My son watches intently as his bike is transformed. He grabs the handlebars and strides with the bike to the footpath. His dad holds him by the shoulders to get him steady, and then gives him a gentle push. He wobbles down the path determinedly. No training wheels.
I watch him from the front gate, his wiry body pedalling away from me, his legs gaining speed as he finds his balance. Tears spill onto my cheeks. It is a physical pain, the drawing away of a child as they gain independence. I ache for the days when I held him comfortably in one arm and fed him from my breast. I don’t want to hold my son back. But each advancing step brings pain as well as pride. And I see from watching my friends around me that this doesn’t stop. One mother of young adults books a holiday house each year that will accommodate all her children, just in case they decide to join her. They rarely do. I remember my own mother sobbing at the airport when I headed overseas for the first time.

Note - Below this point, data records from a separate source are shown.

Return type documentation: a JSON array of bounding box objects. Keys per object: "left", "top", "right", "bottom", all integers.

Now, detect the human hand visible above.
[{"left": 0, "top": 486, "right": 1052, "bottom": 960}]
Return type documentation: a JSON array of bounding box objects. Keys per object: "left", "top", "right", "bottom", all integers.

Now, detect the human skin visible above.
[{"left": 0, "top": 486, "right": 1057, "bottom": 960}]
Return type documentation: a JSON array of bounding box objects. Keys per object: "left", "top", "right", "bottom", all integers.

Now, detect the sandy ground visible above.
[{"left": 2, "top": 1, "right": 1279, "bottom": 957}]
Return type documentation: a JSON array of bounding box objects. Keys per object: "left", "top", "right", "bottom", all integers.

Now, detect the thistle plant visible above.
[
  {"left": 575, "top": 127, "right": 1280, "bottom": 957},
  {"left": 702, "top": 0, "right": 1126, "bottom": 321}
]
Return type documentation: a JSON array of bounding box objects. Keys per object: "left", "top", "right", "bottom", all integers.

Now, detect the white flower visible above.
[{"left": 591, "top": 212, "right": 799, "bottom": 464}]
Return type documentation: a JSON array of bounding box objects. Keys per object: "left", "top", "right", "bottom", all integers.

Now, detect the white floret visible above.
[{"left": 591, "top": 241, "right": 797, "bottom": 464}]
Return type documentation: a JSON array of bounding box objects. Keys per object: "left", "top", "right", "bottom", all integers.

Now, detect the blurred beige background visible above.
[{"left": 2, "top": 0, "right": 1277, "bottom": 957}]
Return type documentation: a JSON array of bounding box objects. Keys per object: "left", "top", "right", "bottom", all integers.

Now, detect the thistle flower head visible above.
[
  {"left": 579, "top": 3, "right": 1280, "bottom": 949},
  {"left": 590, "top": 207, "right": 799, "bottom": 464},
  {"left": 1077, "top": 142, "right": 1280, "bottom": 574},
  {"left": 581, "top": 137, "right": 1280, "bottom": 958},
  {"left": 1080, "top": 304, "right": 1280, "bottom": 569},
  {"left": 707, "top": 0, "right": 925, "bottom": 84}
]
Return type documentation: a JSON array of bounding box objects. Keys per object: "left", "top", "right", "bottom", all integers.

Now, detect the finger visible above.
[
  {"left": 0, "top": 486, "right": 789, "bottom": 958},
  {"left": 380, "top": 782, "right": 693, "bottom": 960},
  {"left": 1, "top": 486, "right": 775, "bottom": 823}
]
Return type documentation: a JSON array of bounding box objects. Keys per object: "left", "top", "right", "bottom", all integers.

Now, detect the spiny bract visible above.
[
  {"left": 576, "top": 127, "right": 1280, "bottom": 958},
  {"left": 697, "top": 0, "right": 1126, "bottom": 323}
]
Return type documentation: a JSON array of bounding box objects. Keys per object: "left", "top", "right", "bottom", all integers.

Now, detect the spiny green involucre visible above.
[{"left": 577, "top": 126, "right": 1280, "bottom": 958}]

My son heads for the park on his transformed two-wheeler, accompanied by his dad. I wander into his room. Pieces of his new school uniform are strewn on the floor from this morning’s rehearsal for tomorrow: his first school day. The baggy shorts extend below his knees and the polo top swims on him. But he is so pleased with it. My husband smiled too. It was only me who saw him in the uniform and dissolved into tears: tears for him and for me because we will never again be together as mother and infant. I know that the days when I am at the centre of his life are finite. Maybe some tears are for my own childhood, for the days when just being is enough, and no-one expects more. Again I ponder whether or not he should do another year of kindergarten, telling myself he isn’t ready. Then I imagine his crumpled face if I were to tell him that he wasn’t going to school until next year. And I know it’s not him who isn’t ready.
A few moments later, he comes in, crying. He has come off his bike and grazed his knee. I hold him tightly on the couch and wipe away his tears. I am perversely glad for the moment.
Later, we take down his special box from the wardrobe, a shoebox that holds his first whorl of sandy-coloured hair, and his first battered shoes in which he took those early, faltering steps. We read cards from family and friends that welcomed him to the world. And I cradle a baby suit in which he looked like a little koala. Together we choose a couple of kindergarten paintings from his bedroom wall to add to the box. We add the photo of his kindergarten group with his anxious smiling face in the front row. And we close the chapter of kindergarten in his life.
On the morning of his first school day, he wakes early and climbs into our bed. He cuddles up close to me and I hold onto his small body, wishing for the moment to be frozen.
My husband takes him to school. I can’t trust myself to let go. The dread of this day has been brewing in my stomach for weeks. His neat squares of cheese sandwich and apricot slice must carry all my love for him on this day.
I fight back tears as I farewell him at our gate. He is unnaturally quiet, like a runner before a big race. I smooth down some wayward hair at his crown. He holds my leg tightly, and then releases me and hesitantly follows his dad down the street. I fret over how he will go, who he will play with. But of course he will be fine. Me? Well, I have a wobbly day; a day where my feet don’t feel sure on the ground. A day where I feel I have control of things, only to lose it.
Like the first ride without training wheels.